論文は、緒論から結論まで5章からなっている。

緒言では、本研究の動機や造船設計生産作業における位置づけが述べられている。その指摘するところは、まず船体構造設計の急激な変化である。1989年のアラスカでの原油流出事故から、環境に対する配慮を構造設計にも適用することになり、二重船殻化などの要求が出てきた。また最近では、タンカーとバルクキャリアーに対してIMOのCommon Structure Ruleが制定されたが、これは詳細な構造解析を要求し、かつその基準が北大西洋の厳しい気象条件下での25年間の疲労寿命などときわめて厳しく、これまでとは異なる構造設計を行わなくては、重量にかなりの増加をきたすことになる。また、コンテナ船の大型化に際しても、ねじりに対する検討など詳細な全船解析による検討が必要であるが現状ではこれを効率的に行うことは困難である。また、人員の面からもこれまでよりも最適化計算を効率的に進める必要を述べている。これからさらに、造船設計プロセスの詳細に論及し、有限要素解析、とくにメッシュ生成の効率化、構造重量の最適化のためのアルゴリズム、現場の効率化にはネスティングの自動化を取り上げることを述べている。

2の最適設計をささえる船体構造解析と最適メッシュ分割、ではTRIQUAMESH法を用いて造船部材に対して適切なメッシュ分割法をおこなう手法を考案し、さらにこれを用いて有限要素法の誤差解析に基づく最適化を行っている。ここではBOUNDARY-FIT法を用いて簡単なパラメターで高精度の解の得られることを示した。この二つの方法でメッシュの自動化と解の高精度化とが同時に実現できることを示している。とくに、筆者の工夫によって再分割のほとんど必要ないメッシュ分割の方法を示している。これにより再計算回数の削減を実現している。筆者の所論は少しく以前の結果に基づくものであるので、最近の同分野の技術動向にもふれ、本手法の有効性についての議論もおこなっている。またメッシュ再分割後の再計算の効率化についても、直前の解析結果による補間値を用いることで高精度な解に早く到達でき、計算時間を短縮している。

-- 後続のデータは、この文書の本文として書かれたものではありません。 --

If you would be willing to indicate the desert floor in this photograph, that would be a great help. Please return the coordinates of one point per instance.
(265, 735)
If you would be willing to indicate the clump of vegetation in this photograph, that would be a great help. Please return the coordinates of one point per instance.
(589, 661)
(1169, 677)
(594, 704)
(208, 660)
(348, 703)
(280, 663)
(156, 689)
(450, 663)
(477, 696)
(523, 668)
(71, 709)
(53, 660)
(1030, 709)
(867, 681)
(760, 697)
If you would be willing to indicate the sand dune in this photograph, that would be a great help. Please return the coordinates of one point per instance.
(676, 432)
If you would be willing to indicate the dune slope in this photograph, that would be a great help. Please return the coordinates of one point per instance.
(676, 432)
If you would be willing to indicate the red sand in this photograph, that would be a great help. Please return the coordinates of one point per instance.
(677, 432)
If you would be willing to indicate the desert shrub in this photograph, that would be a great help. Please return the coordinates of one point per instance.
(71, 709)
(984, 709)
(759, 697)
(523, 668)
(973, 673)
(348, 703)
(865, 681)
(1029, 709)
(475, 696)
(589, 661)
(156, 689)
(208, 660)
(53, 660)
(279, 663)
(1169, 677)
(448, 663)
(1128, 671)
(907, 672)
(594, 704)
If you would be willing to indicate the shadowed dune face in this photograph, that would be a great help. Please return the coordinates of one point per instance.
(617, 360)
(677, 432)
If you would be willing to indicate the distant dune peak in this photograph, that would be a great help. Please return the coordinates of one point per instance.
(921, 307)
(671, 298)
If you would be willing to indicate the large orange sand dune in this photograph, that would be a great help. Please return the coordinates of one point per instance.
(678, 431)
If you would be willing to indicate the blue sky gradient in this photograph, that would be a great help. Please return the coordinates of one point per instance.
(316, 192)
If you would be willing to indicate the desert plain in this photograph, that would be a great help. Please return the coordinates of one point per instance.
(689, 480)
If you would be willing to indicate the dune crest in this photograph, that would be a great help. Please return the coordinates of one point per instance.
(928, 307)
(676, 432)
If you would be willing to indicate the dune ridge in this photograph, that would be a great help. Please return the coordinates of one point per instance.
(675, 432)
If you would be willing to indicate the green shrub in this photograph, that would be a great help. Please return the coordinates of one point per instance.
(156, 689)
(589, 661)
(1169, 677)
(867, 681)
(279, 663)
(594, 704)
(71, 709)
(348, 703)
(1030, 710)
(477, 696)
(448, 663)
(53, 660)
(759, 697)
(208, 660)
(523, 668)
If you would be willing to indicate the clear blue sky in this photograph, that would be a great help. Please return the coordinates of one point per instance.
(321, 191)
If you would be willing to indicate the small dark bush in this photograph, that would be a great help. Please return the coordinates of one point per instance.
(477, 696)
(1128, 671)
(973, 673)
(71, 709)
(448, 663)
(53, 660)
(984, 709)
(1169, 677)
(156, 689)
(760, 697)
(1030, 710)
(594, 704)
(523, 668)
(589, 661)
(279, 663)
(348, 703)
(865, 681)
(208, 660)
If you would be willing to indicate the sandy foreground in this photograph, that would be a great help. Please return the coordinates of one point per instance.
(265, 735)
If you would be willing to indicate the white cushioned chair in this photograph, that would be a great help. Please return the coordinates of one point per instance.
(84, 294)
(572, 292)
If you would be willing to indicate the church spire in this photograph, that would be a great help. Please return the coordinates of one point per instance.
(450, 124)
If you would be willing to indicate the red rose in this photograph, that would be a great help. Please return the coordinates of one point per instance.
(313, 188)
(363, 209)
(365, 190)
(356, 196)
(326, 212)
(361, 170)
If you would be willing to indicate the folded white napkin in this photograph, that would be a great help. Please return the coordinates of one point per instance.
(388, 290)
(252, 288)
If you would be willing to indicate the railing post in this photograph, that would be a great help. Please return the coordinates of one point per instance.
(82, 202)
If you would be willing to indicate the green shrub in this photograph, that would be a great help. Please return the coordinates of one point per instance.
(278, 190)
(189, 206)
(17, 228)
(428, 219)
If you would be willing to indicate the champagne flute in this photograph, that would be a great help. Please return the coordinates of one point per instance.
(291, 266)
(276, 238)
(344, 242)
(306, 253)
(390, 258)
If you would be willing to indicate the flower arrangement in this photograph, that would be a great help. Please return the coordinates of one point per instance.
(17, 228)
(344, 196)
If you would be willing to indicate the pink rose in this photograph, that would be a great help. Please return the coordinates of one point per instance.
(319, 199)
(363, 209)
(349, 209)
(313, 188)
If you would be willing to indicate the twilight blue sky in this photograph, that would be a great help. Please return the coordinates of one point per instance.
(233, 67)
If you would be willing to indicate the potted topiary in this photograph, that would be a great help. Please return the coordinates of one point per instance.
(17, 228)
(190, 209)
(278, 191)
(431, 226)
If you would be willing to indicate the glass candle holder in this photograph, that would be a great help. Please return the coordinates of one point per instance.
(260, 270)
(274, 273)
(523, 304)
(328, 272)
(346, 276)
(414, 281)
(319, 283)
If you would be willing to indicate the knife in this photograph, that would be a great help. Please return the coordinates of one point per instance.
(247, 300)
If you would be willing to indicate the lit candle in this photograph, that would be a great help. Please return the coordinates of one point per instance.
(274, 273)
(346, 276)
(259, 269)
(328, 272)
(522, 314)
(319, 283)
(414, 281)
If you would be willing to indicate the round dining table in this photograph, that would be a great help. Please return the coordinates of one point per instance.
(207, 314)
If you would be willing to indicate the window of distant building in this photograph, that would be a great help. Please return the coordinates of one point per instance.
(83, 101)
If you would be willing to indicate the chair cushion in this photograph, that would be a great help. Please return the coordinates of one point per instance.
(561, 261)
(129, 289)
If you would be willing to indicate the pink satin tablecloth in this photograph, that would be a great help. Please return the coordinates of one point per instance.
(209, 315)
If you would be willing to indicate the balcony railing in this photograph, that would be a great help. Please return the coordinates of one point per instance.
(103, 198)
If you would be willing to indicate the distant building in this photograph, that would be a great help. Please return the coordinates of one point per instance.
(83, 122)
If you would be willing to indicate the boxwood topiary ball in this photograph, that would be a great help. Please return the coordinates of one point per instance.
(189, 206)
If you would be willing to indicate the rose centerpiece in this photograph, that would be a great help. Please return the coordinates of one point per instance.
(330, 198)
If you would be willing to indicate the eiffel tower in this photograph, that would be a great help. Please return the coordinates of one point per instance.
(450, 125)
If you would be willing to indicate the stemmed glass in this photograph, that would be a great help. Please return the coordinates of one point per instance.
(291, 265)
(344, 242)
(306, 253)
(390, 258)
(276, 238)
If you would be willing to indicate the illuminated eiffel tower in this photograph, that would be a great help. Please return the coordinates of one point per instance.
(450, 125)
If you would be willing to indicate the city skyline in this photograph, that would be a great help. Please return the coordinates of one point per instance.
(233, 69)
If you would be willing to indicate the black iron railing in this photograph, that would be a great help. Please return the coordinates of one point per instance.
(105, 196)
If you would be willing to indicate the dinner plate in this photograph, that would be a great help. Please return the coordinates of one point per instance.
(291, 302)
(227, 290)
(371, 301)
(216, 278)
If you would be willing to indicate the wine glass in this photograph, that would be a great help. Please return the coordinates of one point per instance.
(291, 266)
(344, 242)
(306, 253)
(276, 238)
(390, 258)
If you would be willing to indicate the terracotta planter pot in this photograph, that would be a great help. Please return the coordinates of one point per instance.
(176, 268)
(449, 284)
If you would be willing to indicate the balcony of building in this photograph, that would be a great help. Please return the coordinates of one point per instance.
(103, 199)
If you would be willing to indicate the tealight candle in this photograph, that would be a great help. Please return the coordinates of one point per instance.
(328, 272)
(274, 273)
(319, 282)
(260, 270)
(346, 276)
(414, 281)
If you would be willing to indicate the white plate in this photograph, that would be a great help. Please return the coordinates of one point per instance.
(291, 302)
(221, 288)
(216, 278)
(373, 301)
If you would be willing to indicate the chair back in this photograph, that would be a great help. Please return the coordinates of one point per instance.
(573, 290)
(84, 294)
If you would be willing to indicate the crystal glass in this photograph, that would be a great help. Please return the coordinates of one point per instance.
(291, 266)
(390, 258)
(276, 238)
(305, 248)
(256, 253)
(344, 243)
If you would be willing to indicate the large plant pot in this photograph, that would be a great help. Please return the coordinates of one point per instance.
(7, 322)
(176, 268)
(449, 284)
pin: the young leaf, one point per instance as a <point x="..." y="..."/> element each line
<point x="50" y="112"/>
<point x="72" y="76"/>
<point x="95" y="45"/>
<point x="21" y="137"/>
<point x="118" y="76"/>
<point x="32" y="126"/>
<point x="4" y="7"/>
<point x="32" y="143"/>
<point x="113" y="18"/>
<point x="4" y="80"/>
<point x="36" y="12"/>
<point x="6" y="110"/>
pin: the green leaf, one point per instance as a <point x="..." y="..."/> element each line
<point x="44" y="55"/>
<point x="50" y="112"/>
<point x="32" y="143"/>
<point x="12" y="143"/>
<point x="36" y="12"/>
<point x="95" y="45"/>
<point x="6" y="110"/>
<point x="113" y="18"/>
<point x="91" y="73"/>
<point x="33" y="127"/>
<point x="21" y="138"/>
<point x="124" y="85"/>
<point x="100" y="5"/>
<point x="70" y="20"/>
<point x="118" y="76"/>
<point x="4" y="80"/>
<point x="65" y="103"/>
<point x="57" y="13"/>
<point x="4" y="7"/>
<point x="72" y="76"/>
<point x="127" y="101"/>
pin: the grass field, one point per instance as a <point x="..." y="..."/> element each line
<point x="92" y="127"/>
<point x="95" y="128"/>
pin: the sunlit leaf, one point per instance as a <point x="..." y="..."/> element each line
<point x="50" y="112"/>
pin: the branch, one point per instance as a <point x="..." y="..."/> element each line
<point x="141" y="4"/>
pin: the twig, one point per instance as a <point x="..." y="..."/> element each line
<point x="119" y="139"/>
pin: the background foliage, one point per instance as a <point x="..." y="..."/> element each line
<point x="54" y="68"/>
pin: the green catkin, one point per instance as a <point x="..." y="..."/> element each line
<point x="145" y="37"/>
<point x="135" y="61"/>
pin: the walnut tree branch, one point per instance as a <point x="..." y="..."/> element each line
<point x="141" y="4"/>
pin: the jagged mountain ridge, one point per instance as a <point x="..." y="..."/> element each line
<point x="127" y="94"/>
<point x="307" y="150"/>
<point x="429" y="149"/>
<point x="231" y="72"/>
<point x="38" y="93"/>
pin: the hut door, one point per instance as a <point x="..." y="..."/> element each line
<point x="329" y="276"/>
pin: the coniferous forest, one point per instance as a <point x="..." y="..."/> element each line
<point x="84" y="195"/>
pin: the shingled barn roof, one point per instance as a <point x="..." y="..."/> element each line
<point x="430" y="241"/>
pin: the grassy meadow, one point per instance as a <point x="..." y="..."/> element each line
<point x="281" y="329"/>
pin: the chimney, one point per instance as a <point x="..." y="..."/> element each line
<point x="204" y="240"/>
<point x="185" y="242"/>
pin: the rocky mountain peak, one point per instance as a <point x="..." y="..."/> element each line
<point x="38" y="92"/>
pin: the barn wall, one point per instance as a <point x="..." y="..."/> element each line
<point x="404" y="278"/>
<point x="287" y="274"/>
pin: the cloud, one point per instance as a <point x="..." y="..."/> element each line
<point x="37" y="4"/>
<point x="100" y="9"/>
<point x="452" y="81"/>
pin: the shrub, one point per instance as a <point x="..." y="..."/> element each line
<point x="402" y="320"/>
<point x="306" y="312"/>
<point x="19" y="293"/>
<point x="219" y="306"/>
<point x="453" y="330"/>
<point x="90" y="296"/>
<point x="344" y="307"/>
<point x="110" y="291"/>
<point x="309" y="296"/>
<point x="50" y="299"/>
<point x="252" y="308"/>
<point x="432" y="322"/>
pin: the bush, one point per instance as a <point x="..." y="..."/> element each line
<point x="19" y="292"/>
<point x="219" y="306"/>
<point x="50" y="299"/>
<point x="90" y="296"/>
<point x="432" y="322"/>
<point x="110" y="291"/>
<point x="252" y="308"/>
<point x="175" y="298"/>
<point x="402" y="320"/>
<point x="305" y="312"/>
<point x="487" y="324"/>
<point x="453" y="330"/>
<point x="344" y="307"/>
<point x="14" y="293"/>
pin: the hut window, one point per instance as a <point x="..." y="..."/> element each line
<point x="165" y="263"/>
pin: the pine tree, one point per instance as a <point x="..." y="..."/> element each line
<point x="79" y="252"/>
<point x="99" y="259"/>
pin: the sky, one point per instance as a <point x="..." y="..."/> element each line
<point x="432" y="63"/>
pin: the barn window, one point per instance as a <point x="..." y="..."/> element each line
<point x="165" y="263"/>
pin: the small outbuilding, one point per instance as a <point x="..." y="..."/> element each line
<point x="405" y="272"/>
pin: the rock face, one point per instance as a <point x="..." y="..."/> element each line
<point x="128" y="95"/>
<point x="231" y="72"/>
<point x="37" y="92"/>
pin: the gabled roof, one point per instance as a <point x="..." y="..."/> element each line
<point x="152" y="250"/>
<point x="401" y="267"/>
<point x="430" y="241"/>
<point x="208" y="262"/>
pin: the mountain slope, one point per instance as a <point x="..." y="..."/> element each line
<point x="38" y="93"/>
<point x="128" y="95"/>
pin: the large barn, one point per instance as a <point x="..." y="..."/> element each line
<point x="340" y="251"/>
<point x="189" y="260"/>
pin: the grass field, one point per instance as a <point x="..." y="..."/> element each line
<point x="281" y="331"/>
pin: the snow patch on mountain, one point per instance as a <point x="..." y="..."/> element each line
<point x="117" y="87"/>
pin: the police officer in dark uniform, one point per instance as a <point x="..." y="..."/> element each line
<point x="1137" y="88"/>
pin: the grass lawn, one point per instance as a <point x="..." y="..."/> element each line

3の船体構造最適設計においては、初期計画段階での効率的な最適化手法の検討を行っている。ここでは遺伝的アルゴリズムを用いて船体構造の最適化を行っている。まず船体中央断面をパラメターで表示して、遺伝的アルゴリズムにより最適設計を行うシステムを検討している。これは船殻重量や船倉部建造コストなどを評価関数に含め最適化を行っている。初期設計の段階ではトランスのスペースなどの配置設計が中心であり、これにより船舶の概要がきまってしまう。これを精度よく行うことができることを示している。コンテナ船の最適設計も同様に行い、オフセットデータバンクや排水量と載貨重量の関係など多くの経験式を用いて一般配置図まで作り出している。造船基本設計の基礎知識を整理してパラメータ化して船体を表し、遺伝的アルゴリズムによりこれまでにない解を得ていることは注目に値する。さらに、前章の自動メッシュ作成システムや有限要素解析システムと連携して遺伝的アルゴリズムを用いて局部構造の最適設計を行っている。これについても複雑なシステムを計算時間の短縮なども考慮して巧みに構成し、有意義な成果を得ている。

4新しい手法によるネスティングの最適化においては、現図作業の効率化目指してFinestという名前のシステムを構築している。ネスティングは、部品を板上に展開して、スクラップの最も少ない板とり設計を行うことである。そのために、筆者は板の重複を反発力で表し、一方、部品配置の乱雑さを温度として表現する評価関数を考案し、システムに実装し高い歩留まり率の向上を実証している。さらに現場での実利用に必要なユーザインターフェースの検討を行っている。学術的新規さ正確さを持ち、現場での使用に耐えるシステムを構築したことは高く評価できる。

5結論では、前章までの成果をとりまとめている。筆者の造船現場での経験を通して、船体構造解析法、船体構造設計とネスティングの最適化手法を整理し、システム化し、実証してきた。船体構造解析では効率的なメッシュ生成法を提案し、船体初期設計ならびに局部強度部材の設計ではパラメトリック設計に遺伝的アルゴリズムを適用し最適設計手法を開発した。ネスティングについても、独創的な手法で歩留まり率の飛躍的な向上を実現したとしている。

本論文は、筆者の20年にわたる造船現場における実地作業の中で工夫され、理論的な解析検討を精細に行い、実用システムまで構築している。これにより造船設計生産現場の効率化が達成され、本研究は、学術的にも実務的にもその意義は大きいと評価できる。

よって本論文は博士(工学)の学位請求論文として合格と認められる。